We then returned to our hot, smelly, noisy, and now very dusty (don't ask) bus for the hour long drive to downtown Melbourne. Mr. Waltzing Matilda advised us that he was given "special permission" to drop off those guests who wanted to spend the remaining part of the afternoon in the CBD (whatever that is). Apparently, this permission had to be requested by the ship and approved by the highest authority, someone called, "Swagman" or something like that. The ship somehow did not provide the advertising materials promised shuttle bus* but instead gave out an information sheet on all the complicated ways to pay for a taxi or public transport—a nifty light rail line "only 500 meters" in now 105 degree heat—from the entrance to the port. Don't ask about how long the walk from Silver Whisper to the entrance of the port was.

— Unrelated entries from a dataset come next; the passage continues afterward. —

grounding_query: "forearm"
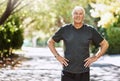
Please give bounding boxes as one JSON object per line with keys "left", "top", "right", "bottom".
{"left": 47, "top": 38, "right": 69, "bottom": 66}
{"left": 47, "top": 38, "right": 60, "bottom": 57}
{"left": 95, "top": 39, "right": 109, "bottom": 58}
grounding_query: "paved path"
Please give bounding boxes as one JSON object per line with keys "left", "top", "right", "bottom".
{"left": 0, "top": 47, "right": 120, "bottom": 81}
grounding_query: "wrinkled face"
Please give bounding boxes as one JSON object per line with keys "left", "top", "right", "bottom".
{"left": 72, "top": 8, "right": 84, "bottom": 24}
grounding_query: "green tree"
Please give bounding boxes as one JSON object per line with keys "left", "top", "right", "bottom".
{"left": 0, "top": 15, "right": 24, "bottom": 65}
{"left": 0, "top": 0, "right": 28, "bottom": 65}
{"left": 21, "top": 0, "right": 94, "bottom": 47}
{"left": 89, "top": 0, "right": 120, "bottom": 54}
{"left": 89, "top": 0, "right": 120, "bottom": 28}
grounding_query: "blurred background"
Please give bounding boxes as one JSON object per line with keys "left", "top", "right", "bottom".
{"left": 0, "top": 0, "right": 120, "bottom": 81}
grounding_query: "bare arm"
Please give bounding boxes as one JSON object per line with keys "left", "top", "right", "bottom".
{"left": 95, "top": 39, "right": 109, "bottom": 58}
{"left": 47, "top": 37, "right": 60, "bottom": 57}
{"left": 84, "top": 39, "right": 109, "bottom": 67}
{"left": 47, "top": 38, "right": 69, "bottom": 66}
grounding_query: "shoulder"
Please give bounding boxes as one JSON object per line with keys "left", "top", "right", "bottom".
{"left": 61, "top": 23, "right": 72, "bottom": 29}
{"left": 56, "top": 24, "right": 71, "bottom": 32}
{"left": 84, "top": 24, "right": 97, "bottom": 31}
{"left": 58, "top": 24, "right": 72, "bottom": 31}
{"left": 84, "top": 24, "right": 94, "bottom": 29}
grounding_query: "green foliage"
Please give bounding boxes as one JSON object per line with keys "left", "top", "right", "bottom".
{"left": 53, "top": 0, "right": 90, "bottom": 25}
{"left": 36, "top": 38, "right": 48, "bottom": 47}
{"left": 107, "top": 27, "right": 120, "bottom": 54}
{"left": 17, "top": 0, "right": 91, "bottom": 37}
{"left": 112, "top": 15, "right": 120, "bottom": 27}
{"left": 90, "top": 0, "right": 120, "bottom": 28}
{"left": 89, "top": 0, "right": 120, "bottom": 54}
{"left": 5, "top": 15, "right": 23, "bottom": 49}
{"left": 12, "top": 29, "right": 23, "bottom": 49}
{"left": 0, "top": 15, "right": 23, "bottom": 55}
{"left": 12, "top": 0, "right": 92, "bottom": 47}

Barbara and I ran like thieves upon being let out of the now oddly familiar bus the couple of blocks to the very busy Chinatown and immediately found a hole in the wall noodle shop. We wolfed down roast duck and pork rice bowls. The five table place had staff screaming in Chinese to each other, as delivery of take away plastic spoons got uncrated next to us, and we were served and settle up ($19 total for the both of us) in record time. No one put a napkin in our laps, rearranged the silverware multiple times while we were eating—only chopsticks were provided in this kind of place of course—and best of all no one kept asking us about how we were enjoying our meal, if we needed more of anything, asked what kind of water we wanted (repeatedly), or tried to force more wine on us. Our only complaint at this place.

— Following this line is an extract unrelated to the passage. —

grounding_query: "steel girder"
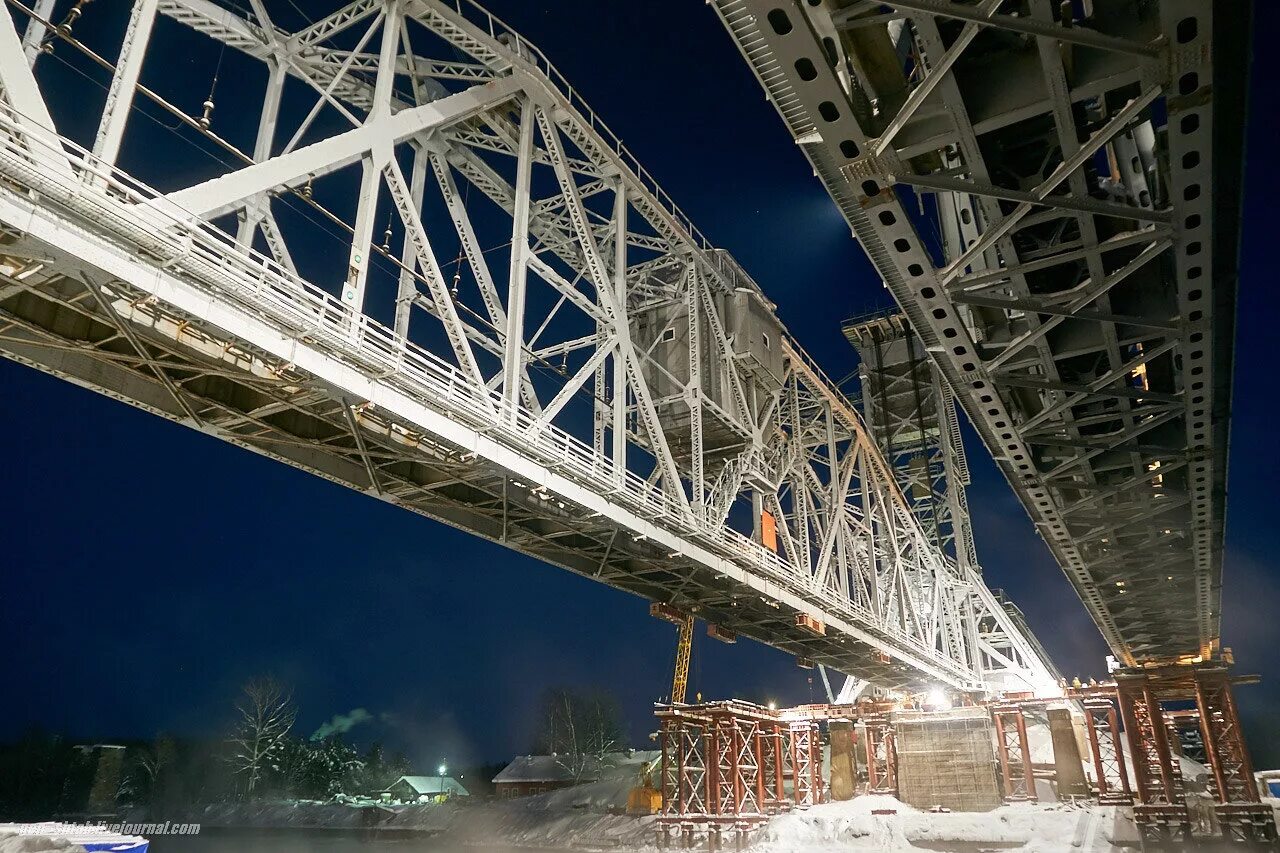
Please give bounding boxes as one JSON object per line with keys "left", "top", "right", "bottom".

We then wondered a bit more around the Central Business District, found a free Wifi location in front of a cathedral (SSID: "Victoria Corrections"), took in the iconic Flinders Street Station (ok, one icon), then rode the free non-a/c downtown tourist loop tram, and took the very air conditioned light rail back to the ship. We stayed up to 11 pm to watch the sail out. Truly a super but exhausting day.
*I asked the Tour Desk Manager, Mark, about the lack of a ship's shuttle. He told me that the "local authority", a Mr. Billibong, had forced local transport on the ship and that there was nothing he could do but "really wanted to". I suggested that the ship might have provided free light rail tickets for those guests who wanted to go into town. Mark said "Oh." Barbara and I now have Melbourne "MyKi" cards worth $6 AUS each to add to our collection of smart transit cards at home.